Há que se ressaltar também o aspecto gráfico, inusitado para a época, que por vezes Augusto dos Anjos utiliza. Observe a seguinte estrofe de Monólogo de uma sombra: 

É uma trágica festa emocionante!
A bacteriologia inventariante
Toma conta do corpo que apodrece...
E até os membros da família engulham,
Vendo as larvas malignas que se embrulham
No cadáver malsão, fazendo um s. 

A representação gráfica da letra s adquire uma força visual que passaria desapercebida se o poeta se limitasse a reproduzir o seu nome - esse. Observe agora os seguintes versos: 

(...) De cada ser, ex.: o homem e o ofídio, (Os doentes)

(...) Custa 1$200 ao lojista! (idem)

(...) Tenho 300 quilos no epigastro... (Tristezas de um quarto minguante)

(...) Desde que, 6a-feira, 3 de maio, (idem) 

Tudo muito prosaico, não? Pois bem, esta é uma das principais críticas que se faz a Augusto dos Anjos – o caráter prosaico de sua poesia.
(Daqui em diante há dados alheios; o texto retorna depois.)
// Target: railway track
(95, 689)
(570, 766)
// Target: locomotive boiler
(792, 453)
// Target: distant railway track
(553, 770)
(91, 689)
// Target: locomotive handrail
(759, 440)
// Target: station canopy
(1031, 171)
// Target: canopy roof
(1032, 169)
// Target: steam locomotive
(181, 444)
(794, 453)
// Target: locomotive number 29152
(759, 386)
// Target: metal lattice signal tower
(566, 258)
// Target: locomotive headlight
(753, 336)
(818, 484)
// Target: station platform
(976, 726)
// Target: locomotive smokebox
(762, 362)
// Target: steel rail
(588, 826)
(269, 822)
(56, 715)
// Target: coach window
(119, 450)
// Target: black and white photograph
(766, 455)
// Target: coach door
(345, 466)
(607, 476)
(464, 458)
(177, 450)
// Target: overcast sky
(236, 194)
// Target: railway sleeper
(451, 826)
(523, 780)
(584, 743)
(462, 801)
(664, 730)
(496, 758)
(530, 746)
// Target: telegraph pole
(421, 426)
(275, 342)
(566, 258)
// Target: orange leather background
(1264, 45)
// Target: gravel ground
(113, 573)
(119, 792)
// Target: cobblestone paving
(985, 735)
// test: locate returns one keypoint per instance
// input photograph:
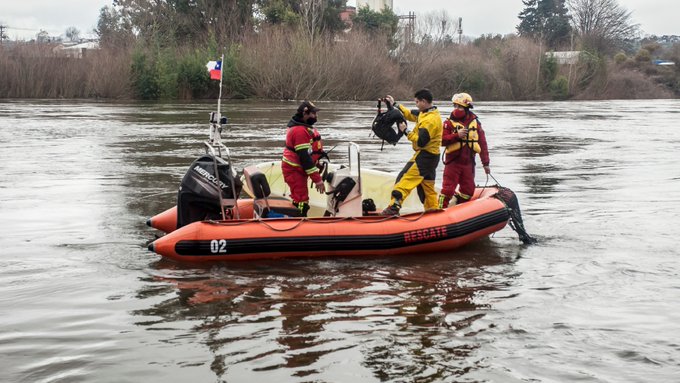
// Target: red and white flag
(215, 69)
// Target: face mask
(459, 114)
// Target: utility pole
(460, 30)
(410, 28)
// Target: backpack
(384, 124)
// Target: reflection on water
(408, 316)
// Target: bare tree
(436, 27)
(312, 16)
(602, 25)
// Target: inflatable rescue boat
(211, 222)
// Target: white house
(375, 5)
(565, 57)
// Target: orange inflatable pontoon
(415, 233)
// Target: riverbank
(283, 64)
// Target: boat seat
(264, 205)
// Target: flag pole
(219, 98)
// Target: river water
(83, 300)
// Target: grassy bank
(279, 63)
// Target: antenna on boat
(217, 149)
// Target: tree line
(293, 49)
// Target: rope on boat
(321, 221)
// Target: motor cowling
(198, 198)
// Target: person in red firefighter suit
(301, 156)
(463, 138)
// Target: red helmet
(462, 99)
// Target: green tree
(602, 25)
(113, 30)
(384, 22)
(547, 21)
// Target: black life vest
(384, 124)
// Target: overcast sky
(25, 18)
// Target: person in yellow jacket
(426, 140)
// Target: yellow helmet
(462, 99)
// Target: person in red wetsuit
(463, 138)
(301, 156)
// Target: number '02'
(218, 246)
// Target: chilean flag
(215, 69)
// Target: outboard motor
(198, 198)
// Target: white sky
(25, 18)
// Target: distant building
(75, 51)
(375, 5)
(663, 62)
(564, 57)
(347, 14)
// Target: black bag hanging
(384, 124)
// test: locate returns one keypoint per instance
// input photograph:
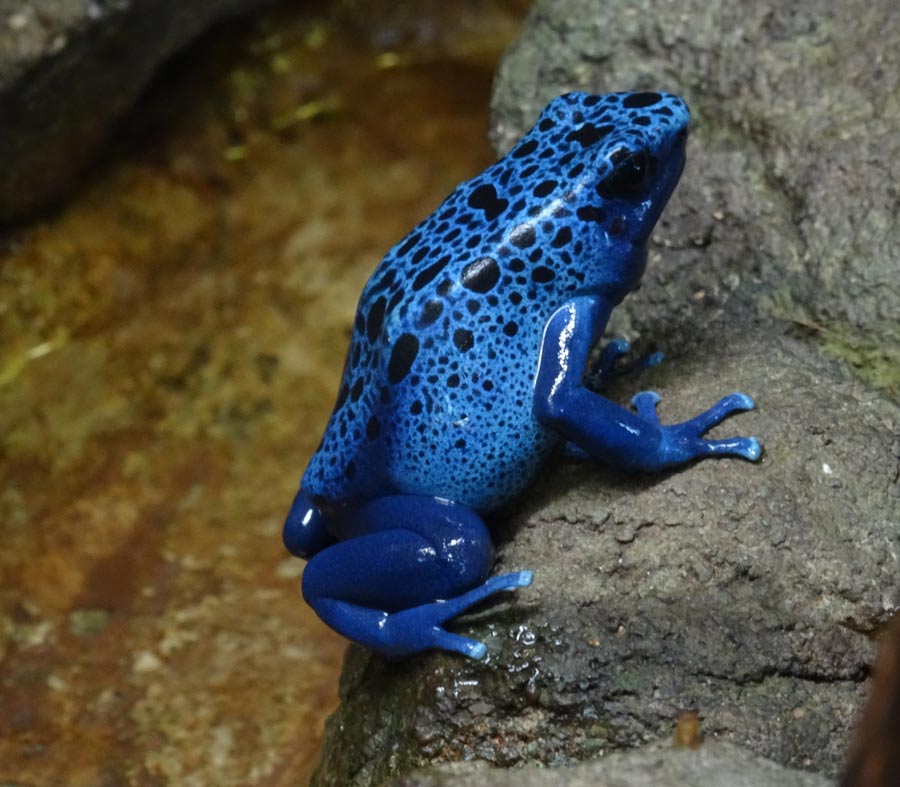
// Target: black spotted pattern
(436, 394)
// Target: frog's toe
(745, 447)
(733, 403)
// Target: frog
(466, 372)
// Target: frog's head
(617, 158)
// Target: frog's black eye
(630, 177)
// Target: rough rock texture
(69, 69)
(751, 593)
(714, 764)
(747, 592)
(790, 196)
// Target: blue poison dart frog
(466, 372)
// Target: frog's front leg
(608, 367)
(404, 566)
(603, 429)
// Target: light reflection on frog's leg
(603, 429)
(404, 566)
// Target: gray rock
(747, 592)
(714, 764)
(790, 196)
(69, 70)
(752, 594)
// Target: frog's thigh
(399, 552)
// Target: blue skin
(466, 366)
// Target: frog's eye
(629, 179)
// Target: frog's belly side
(473, 445)
(477, 456)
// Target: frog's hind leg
(404, 566)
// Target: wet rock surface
(752, 593)
(714, 764)
(748, 592)
(69, 71)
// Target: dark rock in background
(715, 764)
(69, 70)
(753, 594)
(790, 198)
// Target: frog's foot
(683, 442)
(420, 628)
(406, 565)
(603, 430)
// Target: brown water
(170, 345)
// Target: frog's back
(436, 392)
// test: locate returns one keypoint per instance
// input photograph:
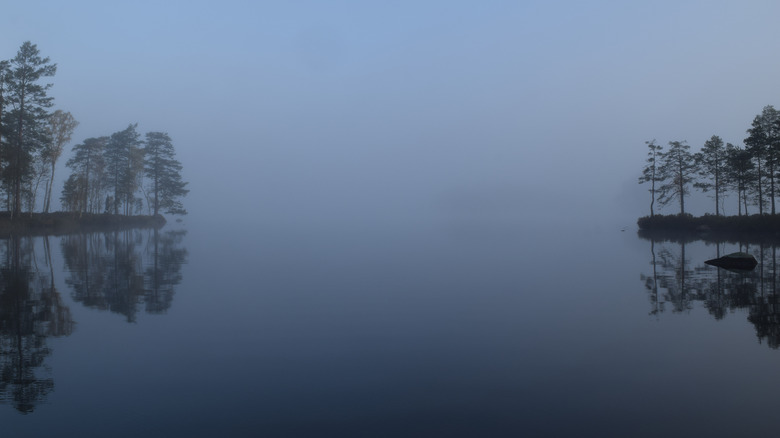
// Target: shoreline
(687, 227)
(58, 223)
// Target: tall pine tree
(164, 174)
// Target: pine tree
(164, 174)
(24, 124)
(651, 172)
(677, 170)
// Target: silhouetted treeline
(750, 172)
(118, 174)
(677, 284)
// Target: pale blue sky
(316, 105)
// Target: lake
(450, 325)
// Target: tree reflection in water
(116, 271)
(677, 283)
(31, 310)
(120, 271)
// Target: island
(725, 172)
(121, 180)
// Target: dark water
(436, 328)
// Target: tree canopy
(749, 172)
(118, 173)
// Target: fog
(331, 111)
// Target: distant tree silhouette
(651, 172)
(712, 164)
(164, 173)
(677, 172)
(741, 174)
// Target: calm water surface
(439, 327)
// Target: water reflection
(121, 271)
(124, 270)
(677, 283)
(31, 310)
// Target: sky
(322, 108)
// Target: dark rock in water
(737, 260)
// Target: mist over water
(410, 219)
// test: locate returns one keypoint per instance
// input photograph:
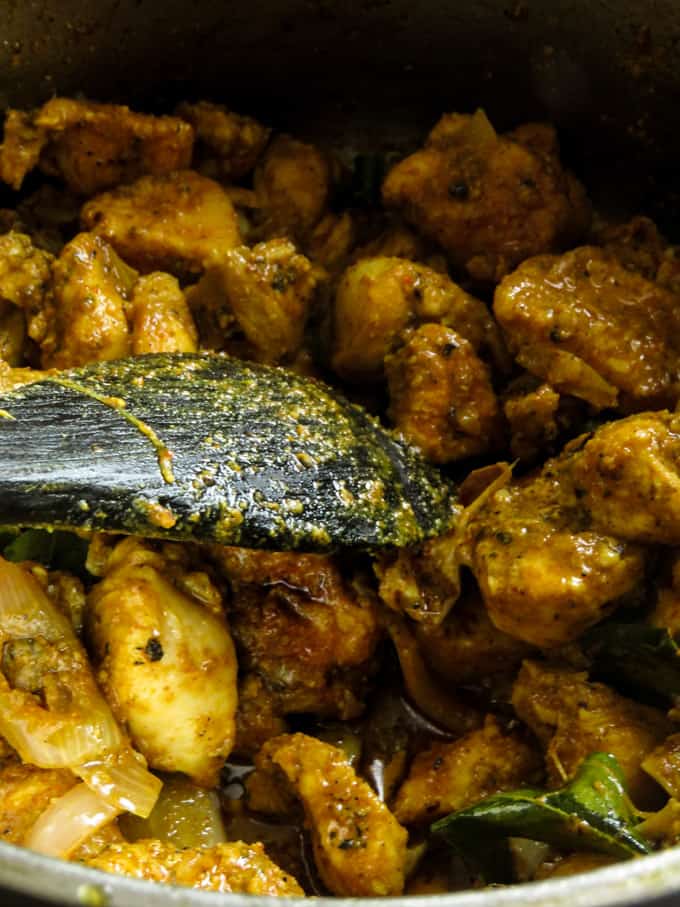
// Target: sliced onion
(69, 821)
(185, 815)
(71, 728)
(122, 780)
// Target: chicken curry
(497, 704)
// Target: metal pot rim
(63, 883)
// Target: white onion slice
(70, 821)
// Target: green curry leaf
(57, 550)
(590, 813)
(644, 656)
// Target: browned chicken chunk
(592, 328)
(267, 290)
(92, 146)
(378, 298)
(537, 415)
(160, 318)
(466, 647)
(180, 222)
(232, 868)
(166, 663)
(91, 289)
(451, 776)
(489, 200)
(302, 628)
(628, 475)
(359, 847)
(423, 582)
(572, 718)
(545, 574)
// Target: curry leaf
(644, 656)
(592, 813)
(57, 550)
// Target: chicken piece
(591, 328)
(160, 316)
(378, 298)
(538, 416)
(573, 718)
(489, 200)
(86, 321)
(179, 222)
(26, 285)
(212, 314)
(25, 273)
(166, 664)
(233, 143)
(268, 289)
(359, 847)
(293, 184)
(466, 647)
(637, 244)
(65, 591)
(234, 868)
(25, 793)
(257, 718)
(451, 776)
(628, 476)
(666, 611)
(441, 396)
(92, 146)
(663, 764)
(23, 141)
(12, 334)
(305, 631)
(545, 574)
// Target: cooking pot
(370, 75)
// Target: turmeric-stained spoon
(207, 447)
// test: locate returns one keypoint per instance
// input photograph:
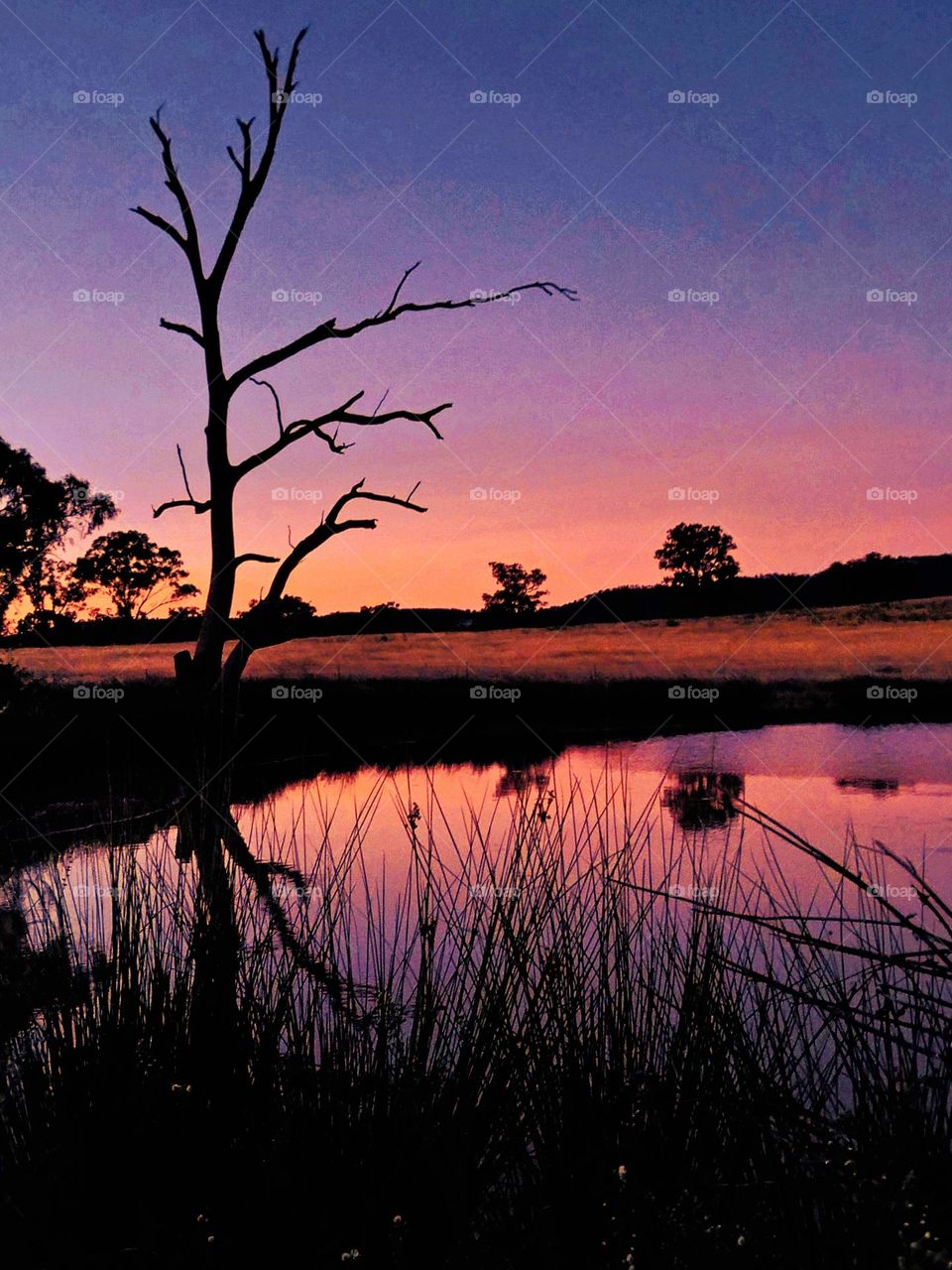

A crítica (paradoxalmente, modernista) toma como referência para analisar a poesia de Augusto dos Anjos não a produção que viria depois dele e que ele antecipava, mas sim aquela poesia essencialmente “poética” que se praticava antes dele. Cabe aqui uma discussão: o que é e o que não é poético? Existem palavras ou expressões poéticas? Por exemplo, a palavra lua. É possível que haja unanimidade em que esta é uma palavra poética. E a expressão lua de prata? Com certeza já foi poética um dia, hoje é apenas um lugar-comum. Para Augusto dos Anjos, em As cismas do destino, o luar tem a “cor de um doente de icterícia”, o que dá uma outra dimensão ao fenômeno.

O poético, em verdade, resulta da combinação das palavras e expressões e de como o leitor percebe essa combinação. No Poema negro há a seguinte estrofe: 

A passagem dos séculos me assombra.
Para onde irá correndo minha sombra
Nesse cavalo de eletricidade?!
Caminho, e a mim pergunto, na vertigem:
– Quem sou? Para onde vou? Qual minha origem?
E parece-me um sonho a realidade. 

A essência dessa estrofe são as clássicas perguntas, que um dia, mais cedo ou mais tarde, todos nós nos fazemos: quem sou? De onde vim? Para onde vou? Parece mesmo que toda a metafísica resume-se a essas três questões. Nada mais banal, portanto. No entanto, há, nessa estrofe, dois versos que a redimem de qualquer banalidade: 

Para onde irá correndo minha sombra
Nesse cavalo de eletricidade?! 

Vamos esmiuçá-los: há dois substantivos (sombra e cavalo) mais uma locução adjetiva (de eletricidade) e um verbo de ação (correndo). Sombra é uma metonímia que representa o “eu lírico”: ele poderia dizer, prosaicamente, para onde irei?, simplificando o entendimento. O verso seguinte é uma explosão poética: a combinação de palavras tão distantes (cavalo e eletricidade) causam um efeito absolutamente novo, dando a ideia exata da rapidez da passagem do tempo, enunciada no primeiro verso – a passagem dos séculos me assombra.

Por tudo o que se disse, leitor, duvide quando você ler ou ouvir sobre o poético e o não poético, especialmente na poesia de Augusto dos Anjos. É preciso compreender que a poesia se faz também de matéria cotidiana, por isso não pode se dissociar da realidade. Querer uma poesia sem a mácula do dia a dia é querer uma poesia alienada e, portanto, supérflua, inútil.